My experience of having long Covid has opened my eyes to what many others live with all the time, the less abled of all kinds. Those who live with illness from childhood, those struck down by infirmity, by accident or freak event. There is lot to be learned.
But what’s to be learned from dealing with all the pushing and pulling? Well, I do my best to remember that even though it has been over two years since I contracted the virus, I know that I am much better now than I was a one year ago. When I am asked how I am I can honestly say, ‘Much better thank you’ but feel obliged to add, ‘a bit up and down still, but better overall. It’s a slow process’. I hold on to that to get me through, in the full knowledge that it may well be another year or even longer, BUT with the hope that it won’t be.
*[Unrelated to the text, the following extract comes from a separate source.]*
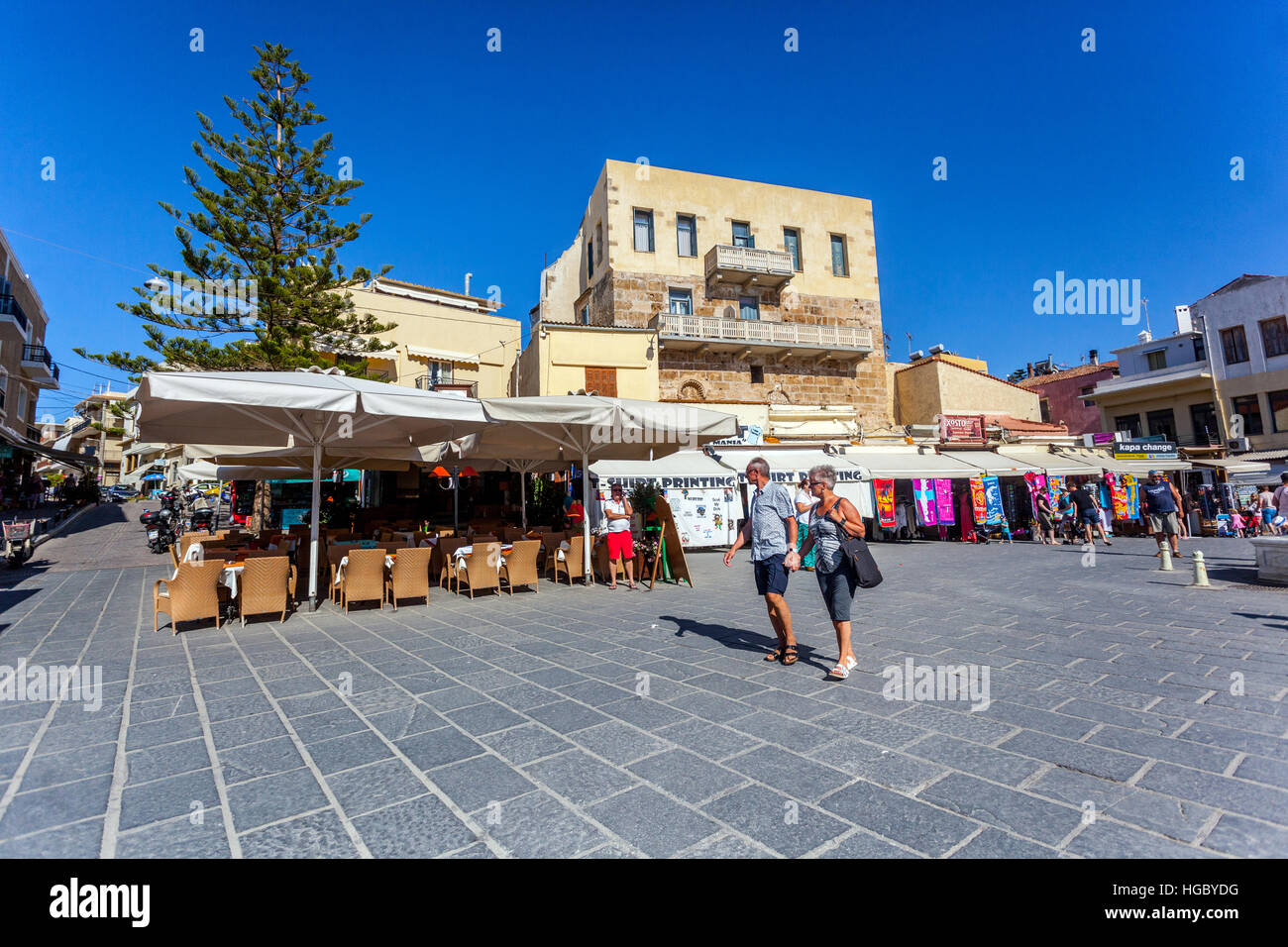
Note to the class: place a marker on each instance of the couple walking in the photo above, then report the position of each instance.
(771, 530)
It is with these kinds of thoughts that I come to an ENO Breathe Twilight session. What a relief. I can forget that part of the struggle. I don’t know if others find this, but I am so happy to take part in these sessions and so grateful that they are available. There are no tests to be done, no blood taken, no X-rays. Just me. No, that’s wrong. There are all these other people and we are all going through many versions of the same thing. And then a Suzi, or a Lea, or a Rob, or a Jonathan pops up and we’re off. It is so encouraging to be given practical help that is given with such cheery aplomb. For me it has made a huge difference. From dreading a simple thing like a conversation with a friend, when I used to run out of breath and wasn’t able to contribute as much as I wanted, I now recognise when I need to step back and remind myself of the simple steps that will make a difference. And I succeed. Thank you ENO Breathe. Thank you for the practical exercises. Thank you for keeping the pressure off. Most of all thank you for making it fun.